Section 7.19 Budget Reductions/Department of Public Instruction

(see explanation above in review of funding)


Section 7.21 LEA Budgetary Flexibility

(see explanation above in review of funding)


Section 7.22 North Carolina Virtual Public Schools Allotment Formula

Representative Blackwell’s amendment (H200-AMH-46) replaces the provision in the proposed H200.  Local superintendents sought this change.  It is a detailed provision intended to fairly share costs for the NC Virtual Public Schools across school districts.


Section 7.23(a)  Performance-Based Reductions in Force

This provision modifies existing law on reductions in force (G.S. 115C-325(e)(2) to remove the requirement that career (tenured) employees who were dismissed due to a reduction in force be given priority in hiring decisions for three years.  It also adds a new requirement that the State Board develop a policy to provide uniform criteria for reductions in force in local school administrative units.  These criteria must include consideration of work performance.  While the Department has provided guidance in the past for administering the RIF requirements in law, this is a new requirement that the State Board adopt policy. 


Section 7.25 Residential Schools

(see explanation above in review of funding)


Section 7.26 Sixty-five percent of school funding must be used for classroom instruction

This provision gives the State Board new authority to modify allotment formula and transfer funds in order to ensure that each local school administrative units spends at least 65% of State operations funding for classroom instruction.  The State Board rules would further define those funds related to classroom instruction.  This requirement does not apply to charter schools.  A recent analysis by Financial and Business Services shows that all school districts currently meet this requirement.  This is available on our legislative page website at under “Department of Public Instruction/Budget”.


Section 28.27 Driver Education Reform

(see explanation above in review of funding)


Section 29.12  Teacher Salary Schedules

This provision continues differentiated pay for NBPTS certification and master’s degree.  (Some budget documents earlier in the process identified potential cuts in these areas but such suggestions were not followed.)   Salaries are frozen at the current level.

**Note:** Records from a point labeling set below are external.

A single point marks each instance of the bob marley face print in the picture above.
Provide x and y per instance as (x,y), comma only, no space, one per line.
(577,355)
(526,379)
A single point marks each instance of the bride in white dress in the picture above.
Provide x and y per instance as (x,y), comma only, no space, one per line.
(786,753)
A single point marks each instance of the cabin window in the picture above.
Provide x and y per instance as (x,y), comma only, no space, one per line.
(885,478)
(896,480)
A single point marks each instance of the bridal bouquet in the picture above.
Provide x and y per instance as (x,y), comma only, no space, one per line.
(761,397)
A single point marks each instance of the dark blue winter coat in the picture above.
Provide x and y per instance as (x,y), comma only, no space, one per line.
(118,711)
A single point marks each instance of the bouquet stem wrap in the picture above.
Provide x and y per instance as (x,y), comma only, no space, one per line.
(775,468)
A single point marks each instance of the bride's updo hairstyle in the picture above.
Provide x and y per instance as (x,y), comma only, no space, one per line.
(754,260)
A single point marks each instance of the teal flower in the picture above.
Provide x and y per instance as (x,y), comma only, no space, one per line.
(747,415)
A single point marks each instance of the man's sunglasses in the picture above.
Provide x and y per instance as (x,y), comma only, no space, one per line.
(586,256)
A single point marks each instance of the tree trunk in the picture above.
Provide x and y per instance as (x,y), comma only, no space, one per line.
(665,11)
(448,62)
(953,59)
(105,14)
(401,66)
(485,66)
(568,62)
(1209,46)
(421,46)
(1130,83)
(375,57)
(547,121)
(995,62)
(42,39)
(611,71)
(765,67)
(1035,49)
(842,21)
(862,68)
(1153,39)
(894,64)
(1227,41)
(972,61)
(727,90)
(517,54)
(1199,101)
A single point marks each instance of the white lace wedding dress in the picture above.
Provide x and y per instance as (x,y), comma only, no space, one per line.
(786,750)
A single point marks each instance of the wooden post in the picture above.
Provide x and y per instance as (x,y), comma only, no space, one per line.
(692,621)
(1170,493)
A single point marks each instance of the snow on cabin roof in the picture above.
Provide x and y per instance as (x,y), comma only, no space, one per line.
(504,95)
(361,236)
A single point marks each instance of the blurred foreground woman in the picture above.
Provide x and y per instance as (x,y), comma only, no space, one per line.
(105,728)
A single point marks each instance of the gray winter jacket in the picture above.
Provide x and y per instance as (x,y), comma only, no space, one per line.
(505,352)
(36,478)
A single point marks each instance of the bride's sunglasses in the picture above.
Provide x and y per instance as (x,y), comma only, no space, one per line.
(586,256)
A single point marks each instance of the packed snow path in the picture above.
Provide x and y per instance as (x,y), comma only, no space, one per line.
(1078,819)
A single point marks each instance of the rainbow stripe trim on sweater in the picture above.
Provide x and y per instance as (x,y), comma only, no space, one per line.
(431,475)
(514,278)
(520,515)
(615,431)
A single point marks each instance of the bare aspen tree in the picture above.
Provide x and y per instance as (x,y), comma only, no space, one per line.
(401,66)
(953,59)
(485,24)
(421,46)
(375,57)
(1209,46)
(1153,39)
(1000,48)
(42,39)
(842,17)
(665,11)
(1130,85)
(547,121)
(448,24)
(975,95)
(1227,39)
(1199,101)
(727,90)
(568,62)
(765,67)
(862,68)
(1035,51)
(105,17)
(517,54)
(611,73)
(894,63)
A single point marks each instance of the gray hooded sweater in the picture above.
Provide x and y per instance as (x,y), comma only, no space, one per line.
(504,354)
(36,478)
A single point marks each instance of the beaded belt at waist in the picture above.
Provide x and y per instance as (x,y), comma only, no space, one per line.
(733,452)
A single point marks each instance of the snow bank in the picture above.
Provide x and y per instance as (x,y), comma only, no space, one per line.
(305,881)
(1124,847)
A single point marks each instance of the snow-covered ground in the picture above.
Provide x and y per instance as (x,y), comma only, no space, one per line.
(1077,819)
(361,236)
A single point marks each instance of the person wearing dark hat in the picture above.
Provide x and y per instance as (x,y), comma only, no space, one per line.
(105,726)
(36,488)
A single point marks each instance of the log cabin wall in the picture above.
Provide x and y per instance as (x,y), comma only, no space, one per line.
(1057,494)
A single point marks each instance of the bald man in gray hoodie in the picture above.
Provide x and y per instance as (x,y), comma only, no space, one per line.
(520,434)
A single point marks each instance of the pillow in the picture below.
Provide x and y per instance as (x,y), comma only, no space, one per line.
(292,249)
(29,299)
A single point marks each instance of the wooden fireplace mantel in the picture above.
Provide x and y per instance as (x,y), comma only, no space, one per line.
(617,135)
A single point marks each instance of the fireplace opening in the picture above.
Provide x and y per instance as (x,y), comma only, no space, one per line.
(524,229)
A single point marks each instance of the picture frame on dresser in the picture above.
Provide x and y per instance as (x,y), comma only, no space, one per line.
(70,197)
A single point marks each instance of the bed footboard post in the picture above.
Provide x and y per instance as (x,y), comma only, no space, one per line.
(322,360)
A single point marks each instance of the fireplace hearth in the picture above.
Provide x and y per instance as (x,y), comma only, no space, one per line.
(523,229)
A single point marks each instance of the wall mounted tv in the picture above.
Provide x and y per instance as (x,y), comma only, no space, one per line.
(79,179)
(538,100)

Section 29.13 School-based Administrator Salary Schedule

Salary remains frozen at the current level; however, due to the 16.6% cut in the allotment for assistant principals, school districts will have to reduce positions or months of employment for individuals in these roles.  How school districts have structured school administrator contracts for assistant principals may affect how reductions in months of employment are carried out.


Section 29.16 Furloughs Authorized/Public Schools

Like last year, this provision allows furloughs to offset the required LEA adjustment to the budget.  In last year’s budget, employees who earned $32,000 or less were not subject to the furlough.   That threshold was set at $25,000 in the proposed budget but was changed to $30,500 by an amendment introduced by Representative Blackwell (Amendment No. 81).